City Manager Craig Owens said it would be easy to do a mailer to reach out to landlords, then set up a public meeting to engage further.
Some local housing advocates and HRC members were present at the meeting to answer commissioners’ questions about the proposed changes. Katie Barnett, chair of the HRC, told commissioners the ordinance change would not force landlords to accept vouchers — it would simply even the playing field to increase access to housing.
Mariel Ferreiro, landlord liaison for the Lawrence-Douglas County Housing Authority, said that right now, 63 households have vouchers in hand and are actively seeking housing. That’s up from 51 on Thursday. LDCHA has probably lost 1,000 rental units over the past year that used to take vouchers, Ferreiro said.

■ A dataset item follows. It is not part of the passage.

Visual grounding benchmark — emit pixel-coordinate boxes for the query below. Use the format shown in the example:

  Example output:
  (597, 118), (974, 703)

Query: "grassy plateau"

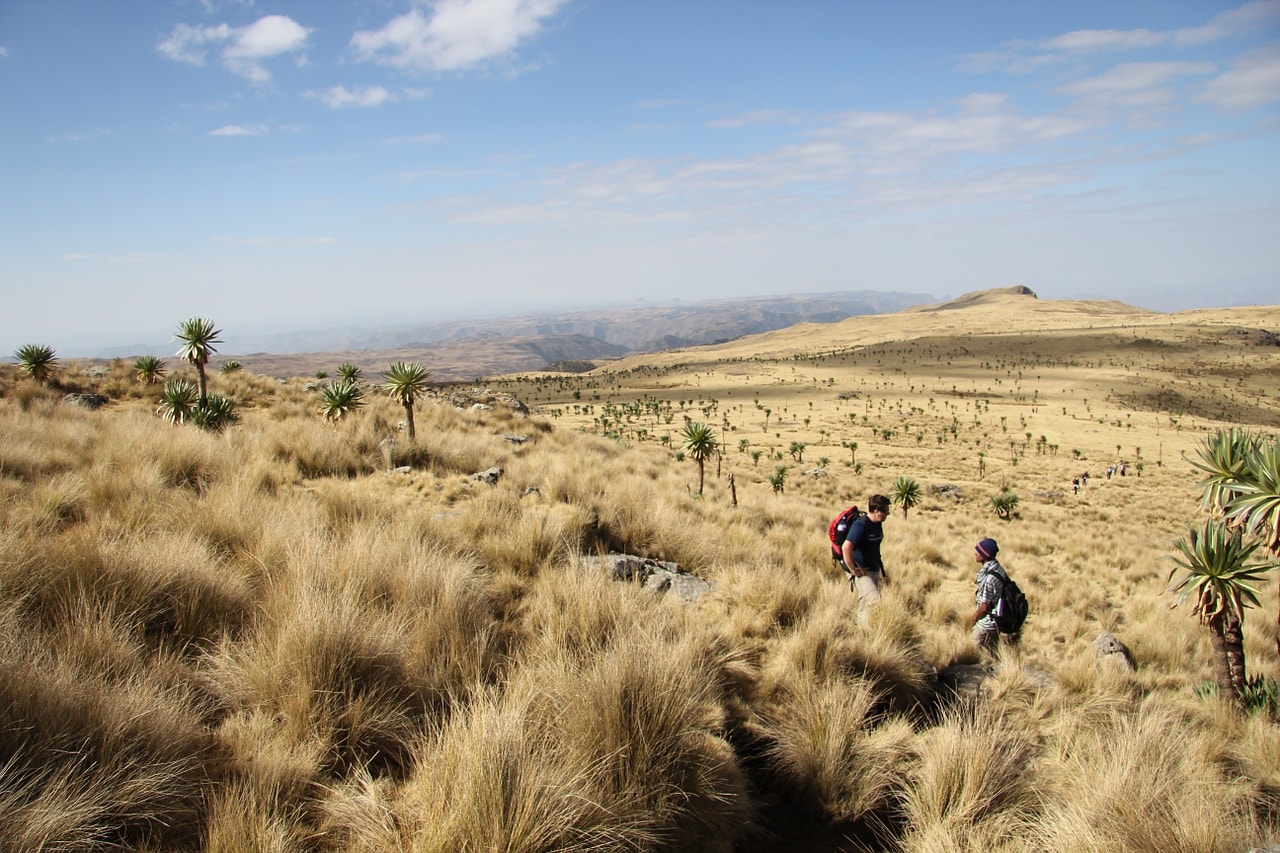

Some advocates also spoke during public comment. Melanie Valdez, interim executive director of the Lawrence Community Shelter, said the shelter is likely looking at getting fewer than 40 people into housing this year compared to approximately 115 last year. She said that’s not solely because of source of income discrimination, but that is a large part of the problem. In addition, she said several property management companies have decided not to renew tenants’ leases based on them receiving some sort of assistance.
The Human Relations Commission had included immigration as a protected class in its proposed ordinance. That did not appear in the ordinance the commission considered Tuesday.
Some who provided public comment spoke in favor of the ordinance change, but against the removal of immigration status as a protected class.
City Attorney Toni Wheeler said legal staff members had concerns about some of the other pieces of the HRC’s proposed ordinance, including the immigration piece. Wheeler said it would require additional legal research, but that they could bring it back to the commission in February.
The motion to approve source of income and survivor status as protected classes passed 4-1. Commissioner Brad Finkeldei was opposed, not because he isn’t in favor of the protection but because he wanted to consider immigration status at the same time, he said.
If all goes as planned, the ordinance will be back before the Lawrence City Commission on Tuesday, Jan. 17.